First off, as mentioned above, this new perk only covers domestic travel. Those who need to change a ticket internationally will still face a change fee, and likely a hefty one at that.

What's more, Basic Economy passengers, those who buy the cheapest class of seat, will still be stuck with fees if they need to make changes—something that was only temporarily waived during the pandemic. That means that the passengers trying to get the most affordable seats are the passengers who will end up having to pony up if plans change. Ouch.

Still, this is good news for passengers and quite the surprise, simply because change fees were so lucrative. In 2019, United made $625 million just from this one type of fee.

United is claiming the move has to do with a renewed focus on customer satisfaction.

In a video message, CEO Scott Kirby said, "Following previous tough times, airlines made difficult decisions to survive, sometimes at the expense of customer service. United Airlines won't be following that same playbook as we come out of this crisis. Instead, we're taking a completely different approach—and looking at new ways to serve our customers better."

OK, United. You have our attention. Is this going to be the first in a number of moves that will lift the carrier from the bottom ranks of consumer approval? We'll have to wait and see.

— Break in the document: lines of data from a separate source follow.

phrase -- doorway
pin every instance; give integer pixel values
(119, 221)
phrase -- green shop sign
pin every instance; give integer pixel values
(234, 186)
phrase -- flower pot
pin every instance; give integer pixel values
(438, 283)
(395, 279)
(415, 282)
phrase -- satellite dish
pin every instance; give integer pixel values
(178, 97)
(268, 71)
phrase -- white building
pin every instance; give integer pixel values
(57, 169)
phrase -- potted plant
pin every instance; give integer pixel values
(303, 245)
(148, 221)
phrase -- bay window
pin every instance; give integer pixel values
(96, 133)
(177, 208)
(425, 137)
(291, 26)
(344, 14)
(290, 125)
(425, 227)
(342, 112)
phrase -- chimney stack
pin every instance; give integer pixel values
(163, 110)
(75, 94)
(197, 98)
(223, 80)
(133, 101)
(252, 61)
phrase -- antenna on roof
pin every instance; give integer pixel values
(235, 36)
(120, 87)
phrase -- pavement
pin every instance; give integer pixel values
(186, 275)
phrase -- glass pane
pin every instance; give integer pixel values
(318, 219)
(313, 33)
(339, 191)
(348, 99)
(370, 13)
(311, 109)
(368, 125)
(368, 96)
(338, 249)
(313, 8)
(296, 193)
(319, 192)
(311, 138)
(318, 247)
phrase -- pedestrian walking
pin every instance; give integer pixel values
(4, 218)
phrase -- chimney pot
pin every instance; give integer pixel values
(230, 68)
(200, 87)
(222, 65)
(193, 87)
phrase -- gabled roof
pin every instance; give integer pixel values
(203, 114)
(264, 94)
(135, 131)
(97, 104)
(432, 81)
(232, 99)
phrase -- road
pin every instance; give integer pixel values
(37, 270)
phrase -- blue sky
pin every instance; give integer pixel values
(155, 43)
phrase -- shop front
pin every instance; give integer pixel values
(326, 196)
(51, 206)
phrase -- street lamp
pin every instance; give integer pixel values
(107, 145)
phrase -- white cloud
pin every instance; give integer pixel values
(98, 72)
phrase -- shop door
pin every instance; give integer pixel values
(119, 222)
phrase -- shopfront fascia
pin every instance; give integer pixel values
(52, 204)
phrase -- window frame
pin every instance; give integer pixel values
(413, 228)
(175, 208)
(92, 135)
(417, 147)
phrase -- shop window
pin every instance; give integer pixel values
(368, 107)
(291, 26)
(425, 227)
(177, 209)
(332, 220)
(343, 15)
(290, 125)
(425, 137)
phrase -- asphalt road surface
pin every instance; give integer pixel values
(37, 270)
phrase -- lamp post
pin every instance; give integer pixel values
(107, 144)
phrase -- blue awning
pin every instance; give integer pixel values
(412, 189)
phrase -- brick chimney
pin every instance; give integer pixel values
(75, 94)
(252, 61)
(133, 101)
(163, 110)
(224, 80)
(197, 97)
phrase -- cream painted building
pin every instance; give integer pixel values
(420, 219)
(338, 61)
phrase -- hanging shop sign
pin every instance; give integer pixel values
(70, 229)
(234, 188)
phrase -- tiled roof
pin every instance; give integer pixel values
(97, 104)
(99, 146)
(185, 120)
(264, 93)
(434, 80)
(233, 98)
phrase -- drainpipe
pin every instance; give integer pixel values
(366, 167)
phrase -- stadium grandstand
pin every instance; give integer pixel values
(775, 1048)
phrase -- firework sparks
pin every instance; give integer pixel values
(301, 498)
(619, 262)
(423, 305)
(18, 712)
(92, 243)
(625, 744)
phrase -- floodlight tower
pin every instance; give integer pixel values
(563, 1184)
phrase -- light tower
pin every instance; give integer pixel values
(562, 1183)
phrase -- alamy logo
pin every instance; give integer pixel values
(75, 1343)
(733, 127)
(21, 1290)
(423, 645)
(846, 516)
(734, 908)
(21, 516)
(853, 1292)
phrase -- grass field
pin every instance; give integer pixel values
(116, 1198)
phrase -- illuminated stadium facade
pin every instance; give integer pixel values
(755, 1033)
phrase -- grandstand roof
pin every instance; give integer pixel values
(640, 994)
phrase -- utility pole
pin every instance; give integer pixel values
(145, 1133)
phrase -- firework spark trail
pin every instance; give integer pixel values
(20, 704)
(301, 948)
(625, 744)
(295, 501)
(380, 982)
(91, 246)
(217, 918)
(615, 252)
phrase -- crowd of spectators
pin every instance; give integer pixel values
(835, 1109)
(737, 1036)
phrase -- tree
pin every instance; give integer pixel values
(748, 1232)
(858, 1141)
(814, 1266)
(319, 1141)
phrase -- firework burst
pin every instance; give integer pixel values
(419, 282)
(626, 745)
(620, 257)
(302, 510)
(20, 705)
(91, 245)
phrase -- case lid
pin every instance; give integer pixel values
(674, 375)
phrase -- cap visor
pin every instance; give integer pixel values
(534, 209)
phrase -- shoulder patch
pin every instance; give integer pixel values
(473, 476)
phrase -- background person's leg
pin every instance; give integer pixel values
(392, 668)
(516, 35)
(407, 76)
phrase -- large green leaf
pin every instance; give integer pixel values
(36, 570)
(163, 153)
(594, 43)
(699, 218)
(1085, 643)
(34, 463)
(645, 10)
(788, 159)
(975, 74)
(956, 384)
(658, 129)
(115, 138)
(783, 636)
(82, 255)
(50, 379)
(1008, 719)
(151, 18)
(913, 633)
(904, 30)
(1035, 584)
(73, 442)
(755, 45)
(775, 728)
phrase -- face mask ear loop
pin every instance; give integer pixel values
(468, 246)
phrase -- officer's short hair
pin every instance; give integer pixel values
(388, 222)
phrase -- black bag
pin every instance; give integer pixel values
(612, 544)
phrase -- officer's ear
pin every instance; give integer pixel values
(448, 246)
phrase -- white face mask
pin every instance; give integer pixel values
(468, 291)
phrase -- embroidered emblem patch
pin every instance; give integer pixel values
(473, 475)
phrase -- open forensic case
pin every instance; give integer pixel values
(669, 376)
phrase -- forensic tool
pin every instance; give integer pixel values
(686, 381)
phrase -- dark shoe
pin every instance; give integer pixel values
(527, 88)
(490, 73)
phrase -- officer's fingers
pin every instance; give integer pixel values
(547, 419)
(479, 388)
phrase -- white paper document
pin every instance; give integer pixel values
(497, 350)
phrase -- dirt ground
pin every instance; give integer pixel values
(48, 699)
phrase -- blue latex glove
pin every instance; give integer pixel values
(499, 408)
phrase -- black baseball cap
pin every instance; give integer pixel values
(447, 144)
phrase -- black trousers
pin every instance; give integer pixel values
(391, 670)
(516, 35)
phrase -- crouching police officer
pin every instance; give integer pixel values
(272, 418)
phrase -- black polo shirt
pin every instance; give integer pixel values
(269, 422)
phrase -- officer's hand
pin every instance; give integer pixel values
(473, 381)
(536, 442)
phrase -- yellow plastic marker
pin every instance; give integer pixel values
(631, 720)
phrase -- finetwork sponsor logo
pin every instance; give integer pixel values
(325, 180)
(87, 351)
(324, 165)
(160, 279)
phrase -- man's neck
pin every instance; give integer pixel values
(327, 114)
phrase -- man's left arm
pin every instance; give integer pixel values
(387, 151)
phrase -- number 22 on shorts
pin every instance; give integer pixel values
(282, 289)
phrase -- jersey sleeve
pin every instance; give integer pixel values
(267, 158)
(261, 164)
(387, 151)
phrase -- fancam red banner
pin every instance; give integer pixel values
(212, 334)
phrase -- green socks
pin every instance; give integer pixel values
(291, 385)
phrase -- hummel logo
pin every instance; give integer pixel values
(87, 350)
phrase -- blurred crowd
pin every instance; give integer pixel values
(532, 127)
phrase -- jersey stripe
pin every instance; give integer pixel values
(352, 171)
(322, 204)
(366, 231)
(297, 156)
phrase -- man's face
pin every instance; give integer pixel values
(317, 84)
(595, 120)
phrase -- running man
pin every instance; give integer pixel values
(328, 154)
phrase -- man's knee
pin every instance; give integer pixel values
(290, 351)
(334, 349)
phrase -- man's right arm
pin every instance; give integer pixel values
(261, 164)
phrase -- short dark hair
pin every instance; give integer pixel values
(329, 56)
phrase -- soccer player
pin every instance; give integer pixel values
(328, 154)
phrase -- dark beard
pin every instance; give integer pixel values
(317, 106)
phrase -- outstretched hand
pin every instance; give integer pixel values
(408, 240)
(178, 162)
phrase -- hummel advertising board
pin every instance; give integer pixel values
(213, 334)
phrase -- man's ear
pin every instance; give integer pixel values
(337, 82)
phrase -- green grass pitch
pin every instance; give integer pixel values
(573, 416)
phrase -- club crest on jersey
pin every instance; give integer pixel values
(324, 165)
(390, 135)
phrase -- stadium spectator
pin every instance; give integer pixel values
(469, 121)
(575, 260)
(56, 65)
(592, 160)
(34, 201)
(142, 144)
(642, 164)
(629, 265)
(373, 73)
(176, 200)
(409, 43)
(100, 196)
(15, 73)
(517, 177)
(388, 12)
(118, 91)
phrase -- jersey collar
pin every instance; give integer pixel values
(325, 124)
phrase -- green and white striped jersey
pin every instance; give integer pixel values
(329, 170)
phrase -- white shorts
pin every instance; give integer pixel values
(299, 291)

Update, Sept. 1: American Airlines, Delta Air Lines, and Alaska Airlines have now followed United's lead, permanently dropping their own change fees for all ticket classes except for the equivalent of Basic Economy. Read about that development by clicking here

Update, Sept. 9: United has now eliminated change fees for flights to and from Mexico and the Caribbean. Previously, the policy revision only applied to domestic flights in the United States.